We borrow this title from Michael Berger’s recent LA Daily Journal article, explaining what is so significant about the Supreme Court’s brand new decision in Knick v. Township of Scott. It holds 5 to 4 that constitutionally aggrieved American property owners no longer need to try to litigate their uncompensated taking claims is hostile state courts when they allege that their federal constitutionally protected property rights have been taken from them without compensation. A federal constitutional violation now entitles them to a straightforward federal judicial remedy (just compensation) like all other constitutionally aggrieved Americans, without a costly, uncertain and frustrating detour through state courts that as often as not provides them with no remedy, and consumes fortunes in pointless litigation. Knick’s holding restores takings claims to the same posture as those of all other constitutionally aggrieved Americans. Nice going, Your Honors!
Knick’s holding embodies a proposition of law that is so simple that you’d think no one would be able to argue with it — see the language of the Takings Clause of the Fifth Amendment, US Code 42 Sec. 1983 and all that other good stuff.
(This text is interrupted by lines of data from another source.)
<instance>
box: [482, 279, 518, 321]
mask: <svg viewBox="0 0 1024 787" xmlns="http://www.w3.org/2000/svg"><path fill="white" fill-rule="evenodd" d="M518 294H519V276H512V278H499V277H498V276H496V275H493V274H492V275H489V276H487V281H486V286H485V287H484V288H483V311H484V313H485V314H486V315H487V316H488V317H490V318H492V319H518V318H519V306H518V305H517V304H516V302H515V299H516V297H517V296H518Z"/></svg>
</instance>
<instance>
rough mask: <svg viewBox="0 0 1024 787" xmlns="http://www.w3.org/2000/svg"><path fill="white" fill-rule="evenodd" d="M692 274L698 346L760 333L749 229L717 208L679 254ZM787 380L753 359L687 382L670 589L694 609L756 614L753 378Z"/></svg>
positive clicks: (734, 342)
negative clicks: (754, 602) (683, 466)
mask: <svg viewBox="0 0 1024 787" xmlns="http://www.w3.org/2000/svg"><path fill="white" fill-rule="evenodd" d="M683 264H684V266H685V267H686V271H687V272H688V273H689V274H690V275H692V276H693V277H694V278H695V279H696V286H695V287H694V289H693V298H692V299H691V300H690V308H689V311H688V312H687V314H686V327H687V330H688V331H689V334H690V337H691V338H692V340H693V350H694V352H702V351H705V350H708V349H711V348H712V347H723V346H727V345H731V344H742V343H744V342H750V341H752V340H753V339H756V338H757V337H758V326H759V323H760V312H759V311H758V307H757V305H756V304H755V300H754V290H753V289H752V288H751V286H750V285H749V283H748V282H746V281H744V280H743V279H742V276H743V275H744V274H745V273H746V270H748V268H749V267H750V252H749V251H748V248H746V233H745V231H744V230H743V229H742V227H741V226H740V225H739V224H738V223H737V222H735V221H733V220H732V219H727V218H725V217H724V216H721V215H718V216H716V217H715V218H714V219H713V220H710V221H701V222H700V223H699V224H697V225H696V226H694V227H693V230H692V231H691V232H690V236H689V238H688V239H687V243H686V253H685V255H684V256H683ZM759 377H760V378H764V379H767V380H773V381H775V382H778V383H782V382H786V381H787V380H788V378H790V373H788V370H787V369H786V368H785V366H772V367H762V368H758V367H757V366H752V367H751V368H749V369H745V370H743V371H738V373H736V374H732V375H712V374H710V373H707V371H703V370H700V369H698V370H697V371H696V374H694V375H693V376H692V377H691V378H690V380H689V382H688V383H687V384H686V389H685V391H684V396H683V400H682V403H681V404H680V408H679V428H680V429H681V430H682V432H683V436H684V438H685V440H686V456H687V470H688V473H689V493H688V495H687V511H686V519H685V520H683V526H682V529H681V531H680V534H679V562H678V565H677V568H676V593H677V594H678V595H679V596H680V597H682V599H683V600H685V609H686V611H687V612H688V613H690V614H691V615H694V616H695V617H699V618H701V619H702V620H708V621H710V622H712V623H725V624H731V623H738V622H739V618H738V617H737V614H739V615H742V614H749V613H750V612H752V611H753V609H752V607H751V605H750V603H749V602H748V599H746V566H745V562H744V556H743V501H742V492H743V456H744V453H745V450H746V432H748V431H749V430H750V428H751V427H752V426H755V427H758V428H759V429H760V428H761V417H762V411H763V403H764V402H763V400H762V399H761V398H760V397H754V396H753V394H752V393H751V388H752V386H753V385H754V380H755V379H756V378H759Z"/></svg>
But if you wonder what all the fuss has been about, you are probably underestimating the stubborn fierceness of the anti-property rights movement in America that for the past 30+ years has done its best to deny Americans the benefit of Justice Holmes’ 1920s holding that when the government regulates property in so severe a fashion as to deny its owners utility and value, that becomes de facto its taking for which just compensation must be paid.
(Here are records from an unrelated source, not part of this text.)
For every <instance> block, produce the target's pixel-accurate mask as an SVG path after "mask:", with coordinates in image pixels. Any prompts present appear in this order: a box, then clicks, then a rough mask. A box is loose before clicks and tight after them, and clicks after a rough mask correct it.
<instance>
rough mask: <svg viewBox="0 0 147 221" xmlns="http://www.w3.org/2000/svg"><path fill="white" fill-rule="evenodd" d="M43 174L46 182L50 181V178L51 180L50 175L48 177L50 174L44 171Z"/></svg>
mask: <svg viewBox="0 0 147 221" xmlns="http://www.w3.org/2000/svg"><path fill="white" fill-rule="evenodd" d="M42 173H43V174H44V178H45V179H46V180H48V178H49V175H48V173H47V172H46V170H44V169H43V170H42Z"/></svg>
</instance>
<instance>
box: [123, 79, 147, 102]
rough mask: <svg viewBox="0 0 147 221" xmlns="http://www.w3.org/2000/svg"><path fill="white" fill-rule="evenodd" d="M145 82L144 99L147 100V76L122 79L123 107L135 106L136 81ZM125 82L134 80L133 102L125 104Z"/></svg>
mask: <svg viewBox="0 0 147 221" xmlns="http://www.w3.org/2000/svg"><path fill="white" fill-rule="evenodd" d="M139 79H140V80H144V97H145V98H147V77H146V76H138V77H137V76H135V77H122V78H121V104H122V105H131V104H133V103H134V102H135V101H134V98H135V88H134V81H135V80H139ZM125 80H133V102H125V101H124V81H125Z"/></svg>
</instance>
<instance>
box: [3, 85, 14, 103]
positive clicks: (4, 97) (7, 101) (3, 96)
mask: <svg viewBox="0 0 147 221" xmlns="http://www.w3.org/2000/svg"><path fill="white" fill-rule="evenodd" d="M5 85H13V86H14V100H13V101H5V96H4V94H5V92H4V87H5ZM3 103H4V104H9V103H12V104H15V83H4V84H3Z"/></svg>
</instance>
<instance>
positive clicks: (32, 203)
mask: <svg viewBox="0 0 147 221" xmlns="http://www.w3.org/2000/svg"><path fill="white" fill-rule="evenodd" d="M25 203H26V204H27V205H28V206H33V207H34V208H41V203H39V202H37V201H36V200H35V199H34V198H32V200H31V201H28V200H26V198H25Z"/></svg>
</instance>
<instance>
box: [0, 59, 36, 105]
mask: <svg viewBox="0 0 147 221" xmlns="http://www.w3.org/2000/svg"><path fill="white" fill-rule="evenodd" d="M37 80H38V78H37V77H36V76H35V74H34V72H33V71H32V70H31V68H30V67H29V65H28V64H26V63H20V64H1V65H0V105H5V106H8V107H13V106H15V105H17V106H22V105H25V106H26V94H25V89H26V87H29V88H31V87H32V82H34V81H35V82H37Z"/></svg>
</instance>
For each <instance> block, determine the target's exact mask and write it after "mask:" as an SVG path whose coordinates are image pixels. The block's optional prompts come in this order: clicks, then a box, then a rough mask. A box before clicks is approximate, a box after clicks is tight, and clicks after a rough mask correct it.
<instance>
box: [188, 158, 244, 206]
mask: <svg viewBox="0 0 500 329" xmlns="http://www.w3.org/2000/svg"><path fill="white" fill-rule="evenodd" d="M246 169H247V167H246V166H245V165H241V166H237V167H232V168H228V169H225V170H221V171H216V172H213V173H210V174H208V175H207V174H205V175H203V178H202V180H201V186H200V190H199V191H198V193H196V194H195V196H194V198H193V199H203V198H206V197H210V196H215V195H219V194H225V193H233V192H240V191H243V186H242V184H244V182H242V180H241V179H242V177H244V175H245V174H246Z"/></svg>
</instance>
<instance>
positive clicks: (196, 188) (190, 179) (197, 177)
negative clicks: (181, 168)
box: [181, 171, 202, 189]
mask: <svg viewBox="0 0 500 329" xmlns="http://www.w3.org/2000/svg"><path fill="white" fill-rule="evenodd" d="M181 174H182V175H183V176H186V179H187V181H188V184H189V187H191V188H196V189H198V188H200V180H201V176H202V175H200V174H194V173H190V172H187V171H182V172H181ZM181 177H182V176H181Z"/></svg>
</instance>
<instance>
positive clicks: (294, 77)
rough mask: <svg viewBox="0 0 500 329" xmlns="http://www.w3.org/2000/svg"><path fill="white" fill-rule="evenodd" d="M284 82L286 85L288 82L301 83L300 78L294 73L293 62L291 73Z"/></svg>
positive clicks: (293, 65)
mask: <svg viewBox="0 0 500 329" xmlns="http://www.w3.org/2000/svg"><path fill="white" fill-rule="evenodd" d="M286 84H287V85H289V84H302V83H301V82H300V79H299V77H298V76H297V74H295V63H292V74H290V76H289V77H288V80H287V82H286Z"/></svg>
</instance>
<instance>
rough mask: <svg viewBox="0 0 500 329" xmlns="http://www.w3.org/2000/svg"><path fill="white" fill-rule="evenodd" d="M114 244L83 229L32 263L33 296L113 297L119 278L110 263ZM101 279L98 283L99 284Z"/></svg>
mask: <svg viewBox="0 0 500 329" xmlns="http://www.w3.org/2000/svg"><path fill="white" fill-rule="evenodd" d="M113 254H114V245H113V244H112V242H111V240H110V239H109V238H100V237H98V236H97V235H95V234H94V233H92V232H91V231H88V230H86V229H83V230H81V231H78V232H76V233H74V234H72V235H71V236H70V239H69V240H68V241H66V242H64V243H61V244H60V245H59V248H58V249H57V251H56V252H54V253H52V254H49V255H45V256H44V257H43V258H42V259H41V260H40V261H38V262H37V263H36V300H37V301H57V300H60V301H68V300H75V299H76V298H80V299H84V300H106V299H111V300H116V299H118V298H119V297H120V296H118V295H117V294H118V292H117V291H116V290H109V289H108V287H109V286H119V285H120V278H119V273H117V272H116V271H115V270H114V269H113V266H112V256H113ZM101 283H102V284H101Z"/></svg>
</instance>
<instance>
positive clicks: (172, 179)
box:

So much has already been written about this in the past few days (with more coming) that at this point we refuse to add to the profligate slaughter of trees being consumed in producing the paper used in this enterprise. So enough for now! If you are a real taking junkie, we recommend the usual suspects: (a) for exhaustive treatment of the various approaches: there is Robert Thomas’ estimable blog www.inversecondemnation.com which will tell you what you need to know to understand the various legal approaches to this legal problem, how it began, and how it was solved. And (b) you might also take a look at two other things: one, the Knick opinions themselves, both in their majority — a masterpiece of legal writing by the Chief Justice — and the positively wacky and at times rather hysterical 4-Justice dissent by Justice Kagan, informing us that the sky has fallen and that henceforth SCOTUS precedent isn’t worth the paper it’s written on. Don’t take our word for it. Look at it yourself, particularly the dissent’s peroration which is as good an example of over-the-top legal writing as you are likely to find. It is so extreme and one-sided that if you take it at face value, you’d have to think that Brown v. Board of Education was wrongly decided because it broke with precedent instead of beseeching the legislature to help out.
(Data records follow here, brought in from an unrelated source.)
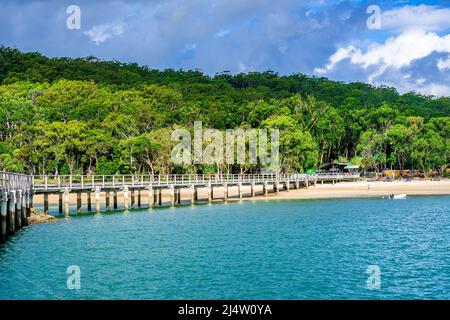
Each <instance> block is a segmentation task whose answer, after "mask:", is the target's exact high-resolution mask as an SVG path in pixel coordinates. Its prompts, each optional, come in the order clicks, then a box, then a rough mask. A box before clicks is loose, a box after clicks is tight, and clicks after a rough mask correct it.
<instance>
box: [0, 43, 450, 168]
mask: <svg viewBox="0 0 450 320" xmlns="http://www.w3.org/2000/svg"><path fill="white" fill-rule="evenodd" d="M194 121H202V122H203V126H204V127H205V128H206V127H207V128H216V129H219V130H225V129H236V128H239V127H240V128H267V129H272V128H278V129H279V130H280V156H281V168H282V170H283V171H285V172H303V171H305V170H306V169H308V168H311V167H317V166H320V165H321V164H324V163H327V162H331V161H333V160H335V159H339V160H340V161H344V160H345V161H347V159H350V161H351V162H354V163H356V164H361V165H362V166H363V167H364V168H365V169H369V170H376V171H380V170H382V169H384V168H386V167H390V168H399V169H404V168H408V169H409V168H414V169H415V168H418V169H420V170H421V171H423V172H424V173H425V174H427V173H428V172H429V170H430V169H435V168H441V169H442V168H445V167H446V166H447V165H448V164H449V163H450V160H449V158H450V152H449V150H450V98H448V97H443V98H439V99H436V98H433V97H426V96H422V95H419V94H416V93H407V94H404V95H400V94H398V93H397V92H396V90H395V89H393V88H388V87H373V86H371V85H368V84H364V83H359V82H356V83H349V84H344V83H341V82H333V81H330V80H328V79H325V78H317V77H310V76H306V75H302V74H293V75H288V76H281V75H278V74H276V73H274V72H271V71H267V72H262V73H257V72H250V73H248V74H236V75H232V74H230V73H228V72H225V73H220V74H217V75H215V76H214V77H210V76H207V75H204V74H203V73H201V72H199V71H175V70H162V71H160V70H154V69H150V68H148V67H142V66H138V65H137V64H132V63H120V62H117V61H113V62H111V61H100V60H98V59H97V58H95V57H88V58H79V59H69V58H57V59H50V58H47V57H44V56H42V55H41V54H39V53H22V52H20V51H18V50H16V49H12V48H7V47H0V169H3V170H10V171H17V172H31V173H36V174H44V173H56V174H58V173H73V174H75V173H82V172H85V173H99V174H115V173H133V172H149V173H171V172H201V173H210V172H218V171H219V172H222V171H227V172H243V171H246V172H249V171H250V172H255V171H257V170H259V169H260V167H259V165H252V166H246V167H239V166H237V165H233V166H229V165H228V166H225V165H223V164H214V165H208V166H206V165H195V166H194V165H192V166H187V167H177V166H174V165H173V164H172V163H171V161H170V152H171V148H172V146H173V144H174V142H173V141H171V132H172V130H173V128H178V127H187V128H189V129H191V130H192V127H193V123H194Z"/></svg>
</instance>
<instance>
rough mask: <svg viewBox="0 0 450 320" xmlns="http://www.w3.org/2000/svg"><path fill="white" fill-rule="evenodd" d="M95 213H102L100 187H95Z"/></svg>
mask: <svg viewBox="0 0 450 320" xmlns="http://www.w3.org/2000/svg"><path fill="white" fill-rule="evenodd" d="M95 212H96V213H99V212H100V187H99V186H96V187H95Z"/></svg>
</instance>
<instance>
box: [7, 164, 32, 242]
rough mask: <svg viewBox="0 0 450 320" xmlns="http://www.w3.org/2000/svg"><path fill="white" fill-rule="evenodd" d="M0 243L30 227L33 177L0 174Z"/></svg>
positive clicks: (24, 175) (7, 173)
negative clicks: (23, 227) (24, 226)
mask: <svg viewBox="0 0 450 320" xmlns="http://www.w3.org/2000/svg"><path fill="white" fill-rule="evenodd" d="M0 193H1V194H0V213H1V226H0V228H1V232H0V233H1V234H0V241H1V242H5V241H6V239H7V238H8V236H9V235H12V234H13V233H14V232H16V231H17V230H19V229H20V228H22V226H26V225H28V217H29V216H30V213H31V207H32V202H33V177H32V176H27V175H23V174H16V173H7V172H0Z"/></svg>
Saving the best for last, do read the short Los Angeles Daily Journal article (entitled Ding, Dong, the Witch is Dead! — same as this blog post). This is intellectual gourmet stuff that has earned it author, Michael M. Berger, his unmatched reputation as a commentator and advocate in this field.
So pour yourself a drink, put your feet up, and get on with your reading. If you have an interest in this stuff, you won’t regret it.